Alice estremeceu. Nunca o tinha ouvido falar daquele jeito. E, de fato, naquela noite, nem Alice, nem Ferdinando, dormiram. No outro dia, combinaram de almoçarem juntos. Ferdinando quis conversar somente após a refeição, para evitar problemas na hora do almoço. Aprendera com sua mãe que as horas das refeições são sagradas, apesar do ateísmo da maioria dos autores que costumava ler. Mãe é mãe, sempre concluía. Após o almoço, em um restaurante da Cidade Baixa, Ferdinando olhou com os seus olhos que estavam tomados por olheiras pretas gigantes para os olhos de garça órfã de Alice, e, trêmulo, perguntou:
- Meu amor. Aquele papo de que você não quer ter filho... é.... é.... er.... era.... era... era brincadeira né?
- Como assim amor? Que papo? Eu nunca disse que não queria ter filho!
- Er... – murmurou com um nó de choro na garganta – você disse sim, uma vez, quando começamos a namorar, lembra?
Alice gargalhou.

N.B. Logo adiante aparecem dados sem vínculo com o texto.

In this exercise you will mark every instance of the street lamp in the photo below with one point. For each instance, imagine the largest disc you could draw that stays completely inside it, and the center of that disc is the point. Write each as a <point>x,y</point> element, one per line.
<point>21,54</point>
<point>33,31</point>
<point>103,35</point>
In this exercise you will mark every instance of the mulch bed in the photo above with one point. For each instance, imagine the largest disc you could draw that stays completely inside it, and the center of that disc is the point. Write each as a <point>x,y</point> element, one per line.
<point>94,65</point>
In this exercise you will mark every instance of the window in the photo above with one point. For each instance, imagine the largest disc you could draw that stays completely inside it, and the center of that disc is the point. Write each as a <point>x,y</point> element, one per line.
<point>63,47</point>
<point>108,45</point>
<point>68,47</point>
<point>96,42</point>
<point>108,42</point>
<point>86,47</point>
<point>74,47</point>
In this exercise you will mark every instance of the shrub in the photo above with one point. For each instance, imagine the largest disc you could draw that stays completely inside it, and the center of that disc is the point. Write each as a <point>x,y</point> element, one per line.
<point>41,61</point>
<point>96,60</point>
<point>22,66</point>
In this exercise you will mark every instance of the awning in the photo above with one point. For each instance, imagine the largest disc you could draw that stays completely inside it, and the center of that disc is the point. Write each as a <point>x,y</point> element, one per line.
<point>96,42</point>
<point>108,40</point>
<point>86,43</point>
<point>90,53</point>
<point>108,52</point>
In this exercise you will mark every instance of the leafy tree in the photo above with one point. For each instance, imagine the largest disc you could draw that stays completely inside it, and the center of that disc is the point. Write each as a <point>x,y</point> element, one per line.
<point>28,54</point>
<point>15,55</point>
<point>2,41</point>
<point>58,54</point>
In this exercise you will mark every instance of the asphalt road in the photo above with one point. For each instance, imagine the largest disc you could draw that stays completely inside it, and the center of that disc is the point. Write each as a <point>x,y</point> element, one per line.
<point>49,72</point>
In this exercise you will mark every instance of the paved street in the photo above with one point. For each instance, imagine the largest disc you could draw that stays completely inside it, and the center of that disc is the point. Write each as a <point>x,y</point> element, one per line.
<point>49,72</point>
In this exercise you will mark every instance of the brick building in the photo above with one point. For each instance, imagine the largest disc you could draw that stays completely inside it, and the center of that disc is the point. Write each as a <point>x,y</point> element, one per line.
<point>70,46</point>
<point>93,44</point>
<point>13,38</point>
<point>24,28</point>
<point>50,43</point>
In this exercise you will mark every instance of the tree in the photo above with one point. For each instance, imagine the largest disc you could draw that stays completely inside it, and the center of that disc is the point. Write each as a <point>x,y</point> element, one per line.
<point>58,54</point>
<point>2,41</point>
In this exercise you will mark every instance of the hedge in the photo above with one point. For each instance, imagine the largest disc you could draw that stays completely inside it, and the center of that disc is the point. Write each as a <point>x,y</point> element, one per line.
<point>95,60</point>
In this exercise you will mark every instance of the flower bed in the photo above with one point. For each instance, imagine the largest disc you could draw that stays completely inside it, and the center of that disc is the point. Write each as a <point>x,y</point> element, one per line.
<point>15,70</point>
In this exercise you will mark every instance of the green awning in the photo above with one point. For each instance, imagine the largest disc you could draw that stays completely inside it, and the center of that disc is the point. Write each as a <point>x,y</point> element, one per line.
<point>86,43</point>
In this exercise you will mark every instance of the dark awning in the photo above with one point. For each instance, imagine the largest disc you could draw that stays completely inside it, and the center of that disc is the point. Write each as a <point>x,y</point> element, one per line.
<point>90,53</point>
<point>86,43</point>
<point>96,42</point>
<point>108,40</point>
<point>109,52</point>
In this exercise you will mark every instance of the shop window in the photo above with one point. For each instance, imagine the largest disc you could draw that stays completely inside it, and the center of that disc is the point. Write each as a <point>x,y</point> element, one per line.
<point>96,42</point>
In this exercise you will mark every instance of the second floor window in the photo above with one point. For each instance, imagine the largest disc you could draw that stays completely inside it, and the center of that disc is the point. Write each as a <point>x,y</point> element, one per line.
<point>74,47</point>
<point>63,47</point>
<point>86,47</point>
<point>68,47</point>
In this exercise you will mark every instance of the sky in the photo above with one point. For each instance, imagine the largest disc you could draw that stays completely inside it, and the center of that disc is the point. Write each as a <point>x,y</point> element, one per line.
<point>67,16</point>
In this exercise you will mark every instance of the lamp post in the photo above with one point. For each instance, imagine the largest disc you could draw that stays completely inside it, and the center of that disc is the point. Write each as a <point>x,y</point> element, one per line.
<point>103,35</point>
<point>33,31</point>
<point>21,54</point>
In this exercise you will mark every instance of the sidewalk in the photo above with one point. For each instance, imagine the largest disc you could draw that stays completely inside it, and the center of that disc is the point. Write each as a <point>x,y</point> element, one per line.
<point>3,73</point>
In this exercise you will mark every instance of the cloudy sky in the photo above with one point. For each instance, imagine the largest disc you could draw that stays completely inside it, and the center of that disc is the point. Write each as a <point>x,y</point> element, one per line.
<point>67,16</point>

Ela passou a noite pensando que ele iria terminar o namoro, que havia encontrado uma mulher mais atraente, que fazia algo mais louco do que o sexo tântrico, enfim, que havia o roubado. Mas agora, não sabia se o beijava, ou o abraçava. Acabou fazendo os dois.
- É claro que era brincadeira, meu amor. Não fique assim. Você sabe que eu te amo.
Ele sorriu para ela, e ela sorriu para ele, e eles se beijaram ternamente. Ainda face-a-face, Alice falou para Ferdinando:
- Amor. Também tenho uma coisa para te falar.
- O que é, meu amor?
- Eu estou grávida.
- Como assim?
- Estou grávida.
- Gr... Gra... Grávida?
- Sim, grávida.
Nesse momento, passou um gol do Grêmio na tela do Globo Esporte, e Ferdinando desmaiou. E depois de nove meses, no país das maravilhas, nasceu Edgard Morin do Nascimento, filho de Ferdinando e Alice. Do Nascimento.